When the bill was before the legislature, Republican lawmakers refused to support Democratic attempts to let voters decide the issue because they fear the outcome won’t be what they wish.
Democrats believe in letting the people decide this issue.
BILL GUTTING MO HUMAN RIGHTS ACT GOES TO GOVERNOR
By a vote of 98-34, with many Democrats abstaining in protest, the Republican-controlled House of Representatives on May 9 granted final approval to legislation that would make it significantly more difficult to hold employers accountable for illegal workplace discrimination. The bill previously cleared the Senate and now awaits action by Gov. Eric Greitens, a Republican.
Senate Bill 43 erects several new barriers designed to discourage lawsuits under the Missouri Human Rights Act, which prohibits discrimination based on race, color, religion, national origin, ancestry, gender, disability or familial status. It is sponsored by state Sen. Gary Romine, R-Farmington, who owns a chain of rent-to-own stores that faces a pending lawsuit for alleged acts of racial discrimination in violation of the Missouri Human Rights Act.
Democratic critics of the bill said Romine’s sponsorship amounted to an abuse of power. They urged Greitens, who campaigned on a pledge to clean up the culture of corruption and self-dealing in state government, to veto the bill. However, SB 43 is supported by the Missouri Chamber of Commerce and Industry, a key special interest group that was an early backer of Greitens during last year’s crowded four-way GOP gubernatorial primary.
PRESCRIPTION DRUG MONITORING FAILS FINAL HURDLES
Legislation to establish a statewide prescription drug monitoring program to help prevent opioid abuse failed to pass after the Senate insisted on a weak version of the bill that the House of Representatives was unwilling to accept and a last-minute compromise couldn’t be brought to final votes before lawmakers adjourned for the year on May 12.
The House approved the measure, House Bill 90, 102-54 more than a month ago. However, Senate opponents who see prescription monitoring as an unwarranted government intrusion into patient privacy added a number of restrictions to the bill, such as excluding many drugs from being subject to monitoring and requiring patient information to be purged after just six months, which monitoring supporters said is too short a time period to effectively track excessive purchases.

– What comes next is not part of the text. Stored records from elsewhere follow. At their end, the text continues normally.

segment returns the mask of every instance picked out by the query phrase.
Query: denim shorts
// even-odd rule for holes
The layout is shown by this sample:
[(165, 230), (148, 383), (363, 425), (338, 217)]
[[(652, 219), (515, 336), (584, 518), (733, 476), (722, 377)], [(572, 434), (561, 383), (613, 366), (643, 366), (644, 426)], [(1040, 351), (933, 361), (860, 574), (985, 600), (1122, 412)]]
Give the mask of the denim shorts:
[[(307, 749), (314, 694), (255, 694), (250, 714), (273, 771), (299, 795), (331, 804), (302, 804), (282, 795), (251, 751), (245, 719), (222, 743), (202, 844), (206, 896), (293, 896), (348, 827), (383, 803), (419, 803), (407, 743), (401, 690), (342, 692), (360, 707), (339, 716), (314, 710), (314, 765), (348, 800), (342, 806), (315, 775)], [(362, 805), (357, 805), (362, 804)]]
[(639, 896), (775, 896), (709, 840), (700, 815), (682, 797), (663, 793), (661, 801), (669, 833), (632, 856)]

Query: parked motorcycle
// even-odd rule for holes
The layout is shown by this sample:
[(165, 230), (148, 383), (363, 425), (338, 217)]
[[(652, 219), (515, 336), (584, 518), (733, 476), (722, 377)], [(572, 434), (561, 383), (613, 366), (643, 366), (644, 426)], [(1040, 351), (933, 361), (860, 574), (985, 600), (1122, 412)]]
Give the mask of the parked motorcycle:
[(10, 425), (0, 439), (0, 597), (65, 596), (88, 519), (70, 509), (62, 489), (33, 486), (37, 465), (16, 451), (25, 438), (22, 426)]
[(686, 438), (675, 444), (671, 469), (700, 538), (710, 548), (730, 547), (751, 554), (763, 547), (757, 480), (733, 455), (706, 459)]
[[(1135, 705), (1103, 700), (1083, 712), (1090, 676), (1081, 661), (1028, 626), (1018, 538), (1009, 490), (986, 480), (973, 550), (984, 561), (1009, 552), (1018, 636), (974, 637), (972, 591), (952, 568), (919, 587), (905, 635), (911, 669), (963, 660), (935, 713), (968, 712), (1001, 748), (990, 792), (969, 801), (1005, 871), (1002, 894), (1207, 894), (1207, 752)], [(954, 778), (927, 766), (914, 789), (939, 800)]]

Because of the lack of a statewide monitoring program, more than two dozen Missouri counties and cities, including St. Louis and Jackson counties, have joined to create their own. Because HB 90 would preempt local efforts, lawmakers with strong local programs objected giving those up in favor of a weaker statewide program.
Missouri is the only state in the nation that hasn’t enacted a monitoring program to alert doctors when patients seek to obtain multiple prescriptions from different doctors. With HB 90 unable to pass before the legislative session ended on May 12, more cities and counties are expected to join the growing network of local programs.